Orphans and vulnerable children

Children i   OVC   OVC ii

By 2001, statistics from UNAIDS revealed that AIDS had killed one or both parents of 13.4 million children still under the age of 15. The ranks of these children will soon be swelled by millions of additional others who are living with sick and dying parents. This tragedy continues to worsen as AIDS continues to kill ever larger numbers of people.

By 2010, the total number of children orphaned by HIV/AIDS is expected to nearly double to 25 million. HIV/AIDS has killed more people in sub-Saharan Africa than anywhere else in the world, and the vast majority of orphans and vulnerable children affected by HIV/AIDS are also in this region.

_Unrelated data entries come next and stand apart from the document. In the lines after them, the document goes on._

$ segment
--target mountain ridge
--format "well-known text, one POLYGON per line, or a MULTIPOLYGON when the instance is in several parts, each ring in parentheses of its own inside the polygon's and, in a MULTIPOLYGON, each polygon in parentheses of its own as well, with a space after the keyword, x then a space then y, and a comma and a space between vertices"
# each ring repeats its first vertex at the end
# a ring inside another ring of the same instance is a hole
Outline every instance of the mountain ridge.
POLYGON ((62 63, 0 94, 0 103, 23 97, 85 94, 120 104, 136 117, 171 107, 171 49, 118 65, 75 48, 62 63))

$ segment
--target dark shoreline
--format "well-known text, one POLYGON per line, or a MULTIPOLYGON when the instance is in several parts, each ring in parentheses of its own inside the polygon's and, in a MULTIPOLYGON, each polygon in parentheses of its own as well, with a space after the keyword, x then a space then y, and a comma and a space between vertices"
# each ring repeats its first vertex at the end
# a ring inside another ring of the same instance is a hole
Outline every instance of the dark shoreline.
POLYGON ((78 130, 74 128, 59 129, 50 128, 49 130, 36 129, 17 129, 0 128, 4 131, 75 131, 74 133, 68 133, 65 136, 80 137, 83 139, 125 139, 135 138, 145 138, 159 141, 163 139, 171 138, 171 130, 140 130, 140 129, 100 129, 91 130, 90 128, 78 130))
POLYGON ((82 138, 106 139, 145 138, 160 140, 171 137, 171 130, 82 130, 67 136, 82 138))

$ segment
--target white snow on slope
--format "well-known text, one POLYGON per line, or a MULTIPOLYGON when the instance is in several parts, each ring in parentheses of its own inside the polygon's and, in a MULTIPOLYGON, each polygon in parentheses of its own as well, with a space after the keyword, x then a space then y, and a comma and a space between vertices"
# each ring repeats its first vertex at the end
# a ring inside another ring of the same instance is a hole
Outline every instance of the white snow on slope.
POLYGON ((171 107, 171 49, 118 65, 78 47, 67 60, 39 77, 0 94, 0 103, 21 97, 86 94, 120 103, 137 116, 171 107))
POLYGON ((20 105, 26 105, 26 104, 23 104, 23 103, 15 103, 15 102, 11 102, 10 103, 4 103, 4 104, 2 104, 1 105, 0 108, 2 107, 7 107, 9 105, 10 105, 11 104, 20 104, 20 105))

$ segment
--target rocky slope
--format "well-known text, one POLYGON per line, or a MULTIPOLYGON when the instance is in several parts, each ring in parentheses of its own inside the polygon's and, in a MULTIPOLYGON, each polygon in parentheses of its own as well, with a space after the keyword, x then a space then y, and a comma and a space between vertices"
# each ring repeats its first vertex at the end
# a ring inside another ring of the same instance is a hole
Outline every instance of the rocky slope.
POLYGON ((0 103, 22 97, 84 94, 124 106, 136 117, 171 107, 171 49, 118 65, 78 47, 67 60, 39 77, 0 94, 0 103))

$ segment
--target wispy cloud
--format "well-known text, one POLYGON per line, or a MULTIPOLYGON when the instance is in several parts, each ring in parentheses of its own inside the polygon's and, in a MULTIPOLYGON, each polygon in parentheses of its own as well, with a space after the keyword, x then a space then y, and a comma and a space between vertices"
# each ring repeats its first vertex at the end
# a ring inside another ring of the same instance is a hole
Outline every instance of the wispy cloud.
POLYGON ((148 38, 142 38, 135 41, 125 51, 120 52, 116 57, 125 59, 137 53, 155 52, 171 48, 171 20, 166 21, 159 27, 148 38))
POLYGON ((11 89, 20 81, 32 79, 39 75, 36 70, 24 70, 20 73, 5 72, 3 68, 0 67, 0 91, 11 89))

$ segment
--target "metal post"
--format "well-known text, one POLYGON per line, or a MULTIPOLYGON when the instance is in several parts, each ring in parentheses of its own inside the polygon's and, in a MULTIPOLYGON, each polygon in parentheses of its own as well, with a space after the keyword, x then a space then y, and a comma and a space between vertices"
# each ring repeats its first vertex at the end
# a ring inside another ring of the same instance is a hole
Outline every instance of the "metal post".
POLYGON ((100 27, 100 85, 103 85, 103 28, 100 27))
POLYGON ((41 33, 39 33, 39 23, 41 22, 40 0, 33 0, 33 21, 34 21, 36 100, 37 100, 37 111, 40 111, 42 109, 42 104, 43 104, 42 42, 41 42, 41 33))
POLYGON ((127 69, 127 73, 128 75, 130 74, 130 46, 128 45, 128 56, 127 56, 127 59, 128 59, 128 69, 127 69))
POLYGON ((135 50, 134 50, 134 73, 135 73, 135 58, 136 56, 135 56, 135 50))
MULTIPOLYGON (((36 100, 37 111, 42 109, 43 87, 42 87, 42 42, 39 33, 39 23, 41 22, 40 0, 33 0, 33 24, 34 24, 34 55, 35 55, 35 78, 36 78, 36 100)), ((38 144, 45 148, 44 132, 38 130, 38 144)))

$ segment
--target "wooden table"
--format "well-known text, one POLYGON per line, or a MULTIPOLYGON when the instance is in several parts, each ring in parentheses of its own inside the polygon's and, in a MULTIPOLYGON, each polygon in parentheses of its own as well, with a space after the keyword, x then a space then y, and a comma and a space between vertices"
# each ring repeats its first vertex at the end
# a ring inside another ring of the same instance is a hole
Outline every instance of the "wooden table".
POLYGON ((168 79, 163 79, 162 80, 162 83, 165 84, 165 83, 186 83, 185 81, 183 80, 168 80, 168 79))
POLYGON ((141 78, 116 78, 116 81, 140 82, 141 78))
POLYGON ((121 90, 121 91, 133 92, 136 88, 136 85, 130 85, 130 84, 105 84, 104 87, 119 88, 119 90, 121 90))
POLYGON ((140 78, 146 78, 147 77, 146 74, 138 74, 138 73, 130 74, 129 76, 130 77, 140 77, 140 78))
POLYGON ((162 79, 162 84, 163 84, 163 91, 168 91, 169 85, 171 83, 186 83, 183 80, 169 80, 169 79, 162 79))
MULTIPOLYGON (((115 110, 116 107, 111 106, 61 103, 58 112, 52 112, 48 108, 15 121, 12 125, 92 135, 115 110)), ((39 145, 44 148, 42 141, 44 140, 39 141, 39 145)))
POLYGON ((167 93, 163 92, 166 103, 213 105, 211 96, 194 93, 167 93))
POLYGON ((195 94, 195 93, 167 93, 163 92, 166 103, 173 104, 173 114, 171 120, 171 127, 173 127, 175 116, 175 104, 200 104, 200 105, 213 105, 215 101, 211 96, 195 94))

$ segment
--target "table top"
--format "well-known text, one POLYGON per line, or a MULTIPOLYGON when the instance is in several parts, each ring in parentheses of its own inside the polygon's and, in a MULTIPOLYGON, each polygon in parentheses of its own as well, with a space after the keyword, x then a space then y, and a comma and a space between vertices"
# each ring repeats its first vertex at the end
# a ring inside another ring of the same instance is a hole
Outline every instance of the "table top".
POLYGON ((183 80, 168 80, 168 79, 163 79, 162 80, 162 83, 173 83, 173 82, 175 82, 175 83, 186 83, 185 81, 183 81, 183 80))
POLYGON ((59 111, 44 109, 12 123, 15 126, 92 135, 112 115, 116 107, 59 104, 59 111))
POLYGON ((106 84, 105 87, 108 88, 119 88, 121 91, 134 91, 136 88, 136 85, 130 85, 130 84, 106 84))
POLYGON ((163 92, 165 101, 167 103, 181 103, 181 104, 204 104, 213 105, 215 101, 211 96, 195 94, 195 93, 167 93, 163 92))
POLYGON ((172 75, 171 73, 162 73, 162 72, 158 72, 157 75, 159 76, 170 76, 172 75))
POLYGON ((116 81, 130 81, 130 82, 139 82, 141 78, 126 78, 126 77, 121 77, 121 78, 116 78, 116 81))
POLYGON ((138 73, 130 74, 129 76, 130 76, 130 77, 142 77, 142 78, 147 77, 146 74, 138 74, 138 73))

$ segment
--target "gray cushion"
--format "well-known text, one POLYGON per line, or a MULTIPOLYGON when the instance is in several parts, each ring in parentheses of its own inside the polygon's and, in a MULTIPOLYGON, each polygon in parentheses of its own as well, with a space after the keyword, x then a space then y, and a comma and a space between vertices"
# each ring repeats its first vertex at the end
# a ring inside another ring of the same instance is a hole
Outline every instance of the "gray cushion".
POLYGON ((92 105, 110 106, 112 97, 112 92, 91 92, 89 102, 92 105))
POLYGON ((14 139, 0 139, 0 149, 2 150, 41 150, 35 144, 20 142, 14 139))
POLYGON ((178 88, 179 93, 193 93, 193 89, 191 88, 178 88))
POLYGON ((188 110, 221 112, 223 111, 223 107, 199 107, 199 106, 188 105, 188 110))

Children suffer profoundly as their parents fall sick or die. Their experience is often characterized by:

  1. Psychosocial distress. Their parents’ illness and death causes extreme psychosocial distress – worsened by the pervasive stigma and shame attached to HIV/AIDS.
  2. Economic hardship. With parents unable to work and savings spent on care, children are forced to take on the frightening adult responsibility of supporting the family.
  3. Withdrawal from school. The pressures of earning for and caring for parents and siblings can lead children to withdraw from school, even while their parents are living. The pressures to abandon schooling intensify when one or both parents die.
  4. Malnutrition and illness. Orphans and other affected children are more likely to be malnourished or to fall ill – and less likely to get the medical care they need. Poverty is the root cause, but neglect and discrimination by adults in whose care they have been left are also important factors.
  5. Loss of inheritance. Orphans are regularly cheated out of their inheritance.
  6. Fear and isolation. Dispossessed orphans are often forced out to unfamiliar and hostile places.
  7. Increased abuse and increased risk of HIV. Impoverished and without parents to educate and protect them, orphans and affected children face every kind of abuse and risk, including HIV infection. Many are forced into exploitative and dangerous work – including exchanging sex for money, food, ‘protection’ or shelter.

Institutionalised care for orphans and vulnerable children is not an appropriate option. We believe that resources are more effectively used in strengthening the abilities of families and communities to care for orphaned and affected children in their midst. SPAU believes that where institutional care is offered, programmes must be developed to integrate the children back into their communities at the earliest opportunity.

SPAU is supporting the efforts of a local group of women in Muzinda, Nsangi sub-county to provide care and support for up to 40 orphans and vulnerable children. This care includes dietary assistance, school stationery, basic sanitation materials and micro income generating projects. We are currently laying down plans to sustain food security for the biggest number of orphans and vulnerable children under this initiative.